The union is in dispute with the recently-privatised postal operator on the issues of “pay, pensions and the impact of privatisation on job security [and] terms and conditions”.

It announced the one-day walkout on 16 October, days after Royal Mail’s shares began open trading, although it has now agreed to stand down Monday’s strike to allow both parties to focus on reaching an agreement.

In return, Royal Mail has agreed to extend the legal validity of the CWU’s current industrial action ballot from 15 November to 20 November, leaving open the possibility for strike action to take place should a deal fail to materialise.

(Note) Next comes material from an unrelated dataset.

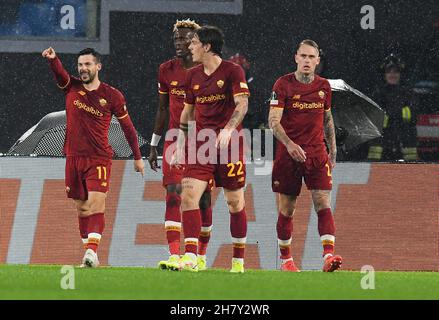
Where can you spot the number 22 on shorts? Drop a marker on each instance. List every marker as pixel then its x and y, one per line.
pixel 102 169
pixel 329 170
pixel 238 165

Royal Mail and the CWU issued a joint statement yesterday (30 October) in which they commited to “finalising an agreement in the next two weeks”. According to the statement, the agreement will include:

  1. Legal protections for employees that extend beyond the current three year offer
  2. An improved pay and reward offer
  3. A separate pensions agreement
  4. An agenda for growth underpinned by a culture of consensual change, timely decision making and industrial stability supported by alternative dispute resolution processes
  5. An agreed approach to aligning resourcing to workload with a resolution to any current workload and resourcing issues
  6. An overview of the future parcels and letters strategy
  7. A joint company/CWU charter shaping the on-going values and principles of the Royal Mail Group
  8. An on-going operational programme of work

The two parties said that an overall agreement would depend on all the elements outlined above being agreed.

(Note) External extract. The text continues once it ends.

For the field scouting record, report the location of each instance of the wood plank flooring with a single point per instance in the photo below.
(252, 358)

No mention was made of the separate and ongoing issue of downstream access mail, which the CWU has threatened repeatedly to boycott.

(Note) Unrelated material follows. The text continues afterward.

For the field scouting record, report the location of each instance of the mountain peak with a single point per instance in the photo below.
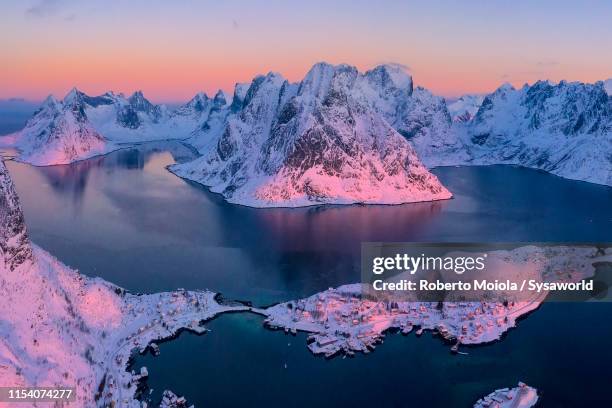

However, A CWU spokeswoman said that a recently-announced ballot for industrial action over the issue of DSA mail would also be postponed while the union and Royal Mail attempted to reach an agreement on the problems of pay, pensions and job security.

Meanwhile, Royal Mail share price is currently around 550p, some 67% above its IPO price of 330p, on the back of “irrational exuberance” on the part of would-be investors.

While this means that Royal Mail employees who took part in the free share offer have landed a sizeable windfall, they will not be able to sell their shares for three years from the IPO.

In addition the implied dividend yield of 6.1% (based on the IPO price of 330p per share) has fallen to 3.6% based on the current, higher share price.